An admission here: I quite like the NFL’s version of the draft without loving it – usually. This year, I can’t wait for it. We will see, but there is a pretty good chance I’ll still be there glued to the screen once Mr. Irrelevant pops up with the 255th pick.
The Draft, set for Apr. 23, will also reward the enterprising. Teams simply haven’t had as much typical information to go off. The ones who can work through the upheaval will be the ones who thrive.
“This draft is absolutely huge for us, so there’s no excuses, no explanations,” San Francisco 49ers general manager John Lynch said in a recent Twitter video, via Cam Inman of the Bay Area News Group. “We’ve got to get our work done, albeit from home. We’ve been killing the Zoom meetings. I should have bought stock in Zoom.”
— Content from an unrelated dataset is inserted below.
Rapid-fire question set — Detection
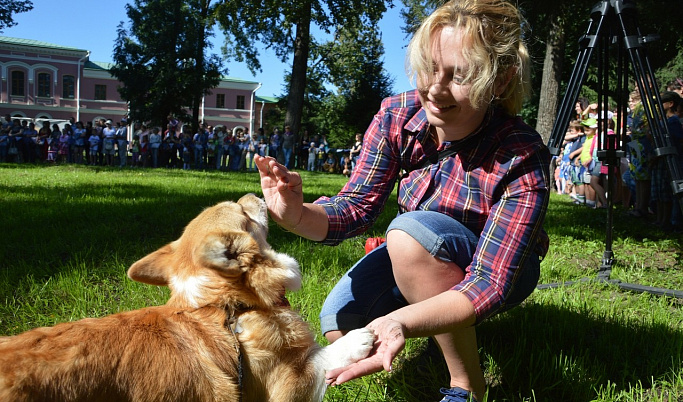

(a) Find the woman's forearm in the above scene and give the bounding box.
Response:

The NFL appropriately cancelled all pre-draft visits, meaning teams have had the combine plus a series of video chats with prospective picks.
The key for front offices will be to remain sharp, follow their gut, and find a productive workflow between people who usually spend much of their time in the same building. As much as NFL success is built on athletic brilliance, effective administration – while a lot less sexy – is even more important.
This Draft, this unique, bizarre and desperately needed Draft, will be the ultimate example of that.